L'ineffaçable stupidité des médias continuera de polluer nos paysages audiovisuels, déjà appauvris par la télé-réalité.
Plutôt que de parler de vrais problèmes de fond qui tâchent, pourquoi ne pas aller emmerder ces vilains étudiants, qui osent, pendant que certains enchaînent les torchons sur papier, développer une culture et un folklore propre et une joie de vivre que malheureusement beaucoup de gens perdent avec les années, dilués dans leur monotonie sans saveur, mélange de travail, stress et décrépitude. C'est vrai hein, pourquoi vouloir diversifier ses contacts et apprendre quand on peut rester tranquillement dans ses bottes et marcher au pas.
Nos rites de passage n'ont aucun but dégradant, messieurs les journaleux qui pourraient nous lire, il s'agit là de marquer l'entrée dans un monde d'une richesse extraordinaire, capable de grandes choses, à l'image des étudiants qui le composent et le font vivre. Nous sommes fiers de cette différence qui offusque le bien-pensant et l'autoritaire. Cette joie de vivre et ce besoin de se lâcher, cette petite flamme, tout étudiant de par son statut la possède (et souvent par sa précarité), il y a un mot pour le décrire : être "jeune", et donc par définition l'inverse de "vieux". Nous ne sommes que le tremplin qui lui permettra de faire de cette flamme un brasier et de profiter pleinement de ce que nos parents appelaient autrefois "les meilleures années de ta vie p'tit con".
Mon baptême ? un grand moment de stress, un sketch, une pièce de théâtre qui s'adapte à chacun, qui rend hommage à nos esprits farceurs et notre amour des bonnes choses. Un moyen qui m'a permis de voyager plus que je n'aurais jamais cru, de découvrir le reste de mon pays sous tous ses angles et progressivement nos confrères des pays satellites. Sans oublier l'ouverture d'esprit que celle-ci peut amener, ainsi que la culture au sens large, tout cela loin des normes et des restrictions morales.

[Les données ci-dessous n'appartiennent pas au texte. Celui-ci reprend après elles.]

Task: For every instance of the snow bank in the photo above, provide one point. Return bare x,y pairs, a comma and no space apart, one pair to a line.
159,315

Là, maintenant, ici et partout où je vais, je sais que ce sont les meilleures années de ma vie. Et que je n'arrête jamais de découvrir encore des traditions, des histoires, des ambiances et des folklores. Mais ça messieurs, vous ne le connaîtrez jamais. Vous ne connaîtrez jamais cette magie, cette chaleur d'être accueillis à bras ouverts par des étrangers lorsque vous arrivez dans une endroit totalement inconnus et d'apprendre, enlever vos œillères.
Qui serait assez bête pour trouver ça répréhensible ? ceux qui se laissent abrutir par vos reportages, tous justes bons à appauvrir l'esprit le plus vif et le coeur le plus tendre. "les cons, ça ose tout, c'est même à ça qu'on les reconnait". Pour quelques boulettes de farine... Et le proctologue, quant il vous fait un toucher rectal, vous lui faites un procès ?
Je n'oublierai jamais tous ces sourires, ces pleurs, cette richesse, fussent-ils brefs, cette entraide fraternelle que nous tentons de conserver dans une société de plus en plus individualiste et servile, qui parquent l'humain dans un moule dont il est difficile de s'extirper. Le problème ce n'est pas nous, c'est vous et ceux qui pensent comme vous, et le troupeau ne fait que croître. Nous serons toujours là, les moutons noirs, pour vous rappeler que vous êtes capables d'être heureux tout en réussissant votre vie, car oui, nous ne sommes pas simplement un ramassis d'alcooliques et d'obsédés, on aime bien avoir des diplômes, pour avoir un salaire, se payer un meilleur pinard et un meilleur morceau de viande !
Aux collègues qui lisent ce message, je lève mon godet à vous où que vous soyez. Ces ordures n'auront pas notre peau. C'est nous qui vendront la leur, et leur prépuce pour le dessert.